The
Aliskiren in the Evaluation of
Proteinuria in Diabetes (AVOID) trial demonstrated that adding
aliskiren, an oral
direct renin inhibitor, at a dosage of 300 mg/d to the highest approved dosage of
losartan and optimal
antihypertensive therapy reduces
albuminuria over 6 mo among patients with
type 2 diabetes,
hypertension, and
albuminuria. The cost-effectiveness of this
therapy, however, is unknown. Here, we used a Markov model to project progression to
ESRD, life years, quality-adjusted life years, and lifetime costs for
aliskiren plus
losartan versus
losartan.

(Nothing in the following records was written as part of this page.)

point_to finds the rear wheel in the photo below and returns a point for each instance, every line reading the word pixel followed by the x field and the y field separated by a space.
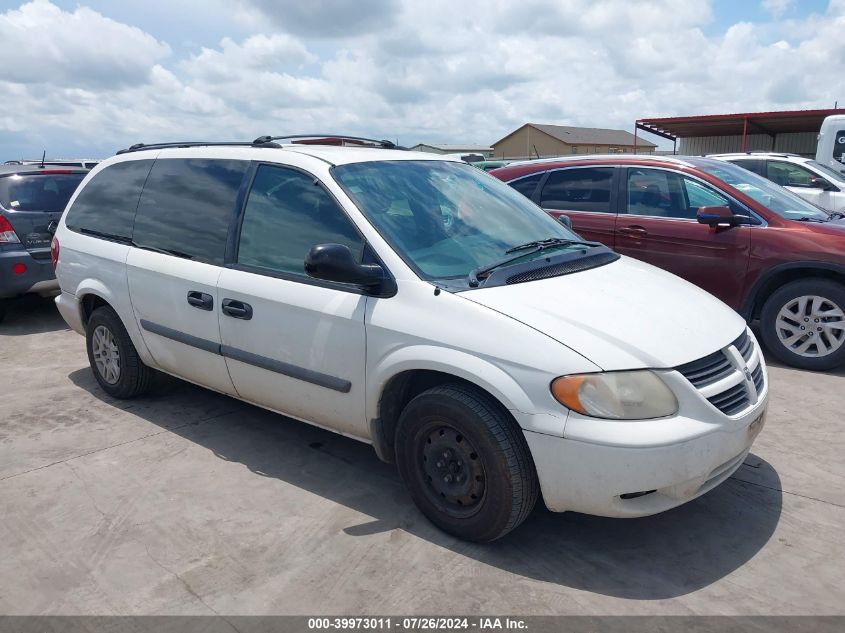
pixel 113 357
pixel 803 324
pixel 465 462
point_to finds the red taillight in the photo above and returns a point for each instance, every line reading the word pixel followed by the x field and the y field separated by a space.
pixel 54 253
pixel 7 233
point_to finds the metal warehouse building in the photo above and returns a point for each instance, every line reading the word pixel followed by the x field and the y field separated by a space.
pixel 794 132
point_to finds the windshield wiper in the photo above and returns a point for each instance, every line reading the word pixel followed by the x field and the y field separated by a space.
pixel 107 236
pixel 523 251
pixel 121 239
pixel 551 241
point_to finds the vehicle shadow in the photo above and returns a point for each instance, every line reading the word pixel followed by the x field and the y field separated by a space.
pixel 772 360
pixel 653 558
pixel 31 314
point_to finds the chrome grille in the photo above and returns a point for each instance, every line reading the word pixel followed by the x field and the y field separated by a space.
pixel 707 370
pixel 731 401
pixel 757 376
pixel 731 379
pixel 744 345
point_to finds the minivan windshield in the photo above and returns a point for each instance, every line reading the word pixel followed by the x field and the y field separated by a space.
pixel 774 197
pixel 38 192
pixel 446 219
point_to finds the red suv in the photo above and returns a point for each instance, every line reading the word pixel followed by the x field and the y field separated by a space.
pixel 758 247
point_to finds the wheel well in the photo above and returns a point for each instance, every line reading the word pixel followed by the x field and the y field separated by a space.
pixel 91 302
pixel 792 274
pixel 398 392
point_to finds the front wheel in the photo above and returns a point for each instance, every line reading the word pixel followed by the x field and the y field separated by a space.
pixel 803 324
pixel 465 462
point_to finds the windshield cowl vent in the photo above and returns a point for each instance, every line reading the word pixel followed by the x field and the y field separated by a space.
pixel 564 268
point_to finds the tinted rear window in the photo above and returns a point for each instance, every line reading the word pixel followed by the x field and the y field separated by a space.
pixel 107 203
pixel 187 205
pixel 38 192
pixel 578 189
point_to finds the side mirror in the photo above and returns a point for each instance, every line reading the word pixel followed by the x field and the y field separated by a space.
pixel 817 182
pixel 334 262
pixel 566 221
pixel 720 216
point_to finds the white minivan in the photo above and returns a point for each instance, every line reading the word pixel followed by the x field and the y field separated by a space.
pixel 830 150
pixel 422 306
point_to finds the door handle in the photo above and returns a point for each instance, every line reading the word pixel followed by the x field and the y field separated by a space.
pixel 237 309
pixel 201 300
pixel 636 232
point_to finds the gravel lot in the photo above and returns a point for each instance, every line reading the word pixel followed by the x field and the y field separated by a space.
pixel 189 502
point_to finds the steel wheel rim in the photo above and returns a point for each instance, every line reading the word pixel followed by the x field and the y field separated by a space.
pixel 453 472
pixel 811 326
pixel 106 354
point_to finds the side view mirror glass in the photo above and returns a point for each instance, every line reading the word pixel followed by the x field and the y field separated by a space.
pixel 335 262
pixel 721 216
pixel 565 220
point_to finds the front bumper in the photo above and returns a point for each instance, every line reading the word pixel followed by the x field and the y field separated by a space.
pixel 38 277
pixel 592 478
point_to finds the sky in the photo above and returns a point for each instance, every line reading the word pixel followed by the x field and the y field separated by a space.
pixel 86 78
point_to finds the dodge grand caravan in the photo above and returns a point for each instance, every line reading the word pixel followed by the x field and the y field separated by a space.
pixel 756 246
pixel 422 306
pixel 31 197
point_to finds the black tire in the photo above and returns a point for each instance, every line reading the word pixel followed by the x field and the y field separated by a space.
pixel 133 377
pixel 466 423
pixel 832 292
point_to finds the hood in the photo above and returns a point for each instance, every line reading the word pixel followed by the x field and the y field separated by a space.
pixel 625 315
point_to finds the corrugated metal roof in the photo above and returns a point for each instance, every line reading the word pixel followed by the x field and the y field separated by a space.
pixel 770 123
pixel 586 135
pixel 447 147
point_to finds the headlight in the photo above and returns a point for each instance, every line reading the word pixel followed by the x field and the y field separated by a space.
pixel 622 395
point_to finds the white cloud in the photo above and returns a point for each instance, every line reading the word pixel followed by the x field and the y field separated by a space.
pixel 777 7
pixel 40 43
pixel 436 71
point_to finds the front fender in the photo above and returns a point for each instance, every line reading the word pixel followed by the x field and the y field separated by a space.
pixel 474 369
pixel 123 308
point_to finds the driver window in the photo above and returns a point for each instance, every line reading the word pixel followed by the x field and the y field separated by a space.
pixel 700 195
pixel 787 174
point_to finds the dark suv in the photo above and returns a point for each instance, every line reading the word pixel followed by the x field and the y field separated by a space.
pixel 31 197
pixel 758 247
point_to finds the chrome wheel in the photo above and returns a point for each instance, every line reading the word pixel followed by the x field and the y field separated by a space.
pixel 453 471
pixel 811 326
pixel 106 354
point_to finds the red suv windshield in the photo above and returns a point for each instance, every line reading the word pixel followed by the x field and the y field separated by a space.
pixel 38 192
pixel 775 198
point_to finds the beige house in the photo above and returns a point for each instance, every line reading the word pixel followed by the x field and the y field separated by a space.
pixel 534 140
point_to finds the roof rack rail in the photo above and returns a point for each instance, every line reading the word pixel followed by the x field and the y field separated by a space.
pixel 361 140
pixel 142 146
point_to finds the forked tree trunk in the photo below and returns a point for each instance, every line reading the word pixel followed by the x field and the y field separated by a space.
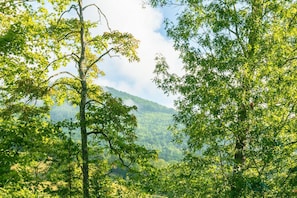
pixel 82 109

We used data from the AVOID study and the
Irbesartan in
Diabetic Nephropathy Trial (IDNT) to estimate probabilities of progression of renal disease. We estimated probabilities of mortality for
ESRD and other comorbidities using data from the US Renal Data System, US Vital Statistics, and published studies. We based pharmacy costs on wholesale acquisition costs and based costs of
ESRD and
transplantation on data from the US Renal Data System. We found that adding
aliskiren to
losartan increased time free of
ESRD, life expectancy, and quality-adjusted life expectancy by 0.1772, 0.1021, and 0.0967 yr, respectively. Total expected lifetime health care costs increased by $2952, reflecting the higher pharmacy costs of
aliskiren and
losartan ($7769), which were partially offset by savings in costs of
ESRD ($4860). We estimated the cost-effectiveness of
aliskiren to be $30,500 per quality-adjusted life year gained. In conclusion, adding
aliskiren to
losartan and optimal
therapy in patients with
type 2 diabetes,
hypertension, and
albuminuria may be cost-effective from a US health care system perspective.